En el mundo de los mínimos hay que sonreír mucho, caminar a menudo y “ponerse en el lugar del otro”, pero, sin jamás osar a profundizar en las preguntas existenciales, a tocar el dolor o a desear la Luna (como Calígula), mucho menos a jugarse por un ideal que implique cierta incomodidad de espíritu y poca o mala publicidad.
El sistema nos va desarmando de la razón, de sus leyes y de sus instituciones naturales. Esta reducción cambia tan radicalmente nuestra condición humana que hasta los campesinos que solían desarrollar mejor el sentido común se están masificando y avanzan con nosotros en el camino de la fragmentación de los posmodernos.
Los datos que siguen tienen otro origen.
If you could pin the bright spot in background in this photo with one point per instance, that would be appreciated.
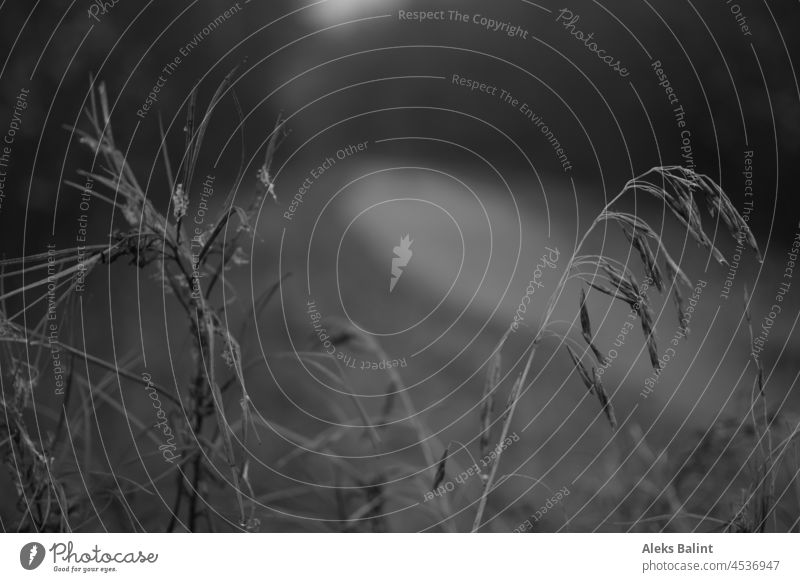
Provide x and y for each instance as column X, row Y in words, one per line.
column 334, row 11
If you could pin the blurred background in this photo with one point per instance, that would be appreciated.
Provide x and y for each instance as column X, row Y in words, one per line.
column 379, row 142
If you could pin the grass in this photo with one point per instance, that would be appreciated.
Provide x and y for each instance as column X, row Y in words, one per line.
column 212, row 416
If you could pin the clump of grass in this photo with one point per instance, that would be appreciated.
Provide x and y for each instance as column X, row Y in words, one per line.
column 678, row 188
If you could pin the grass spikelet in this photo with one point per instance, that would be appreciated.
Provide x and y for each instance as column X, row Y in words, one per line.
column 594, row 386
Solo en ciertos instantes de lucidez, ya sea por el dolor de una pérdida, por la sorpresa de un acontecimiento inesperado, se rompe el esquema anestésico del poder y un yo emerge y reacciona ante su destino. Es lo que he visto en la actitud de la corredora Renata, que llevó a su hermano y “maestro de vida” Fofi en estos días a una carrera de 5 kilómetros.
En particular, agradezco a Dios esos espacios luminosos de conciencia, aunque casi siempre implique dolor o molestia salir del molde. El reclamo de la felicidad se intensifica y surge un movimiento del ser. Es la libertad en juego que los creyentes traducimos en la oración.
Y una vez comenzada la rehumanización, aumenta el deseo en una espiral de movimientos que nos llevan a reconocer la imponencia de la realidad que nos sale al paso como dato, como sustento, como certeza del sentido pleno de cada detalle de la vida humana.
El hombre tiene una dimensión sagrada y es de inteligentes no renunciar a la búsqueda de su máxima altura.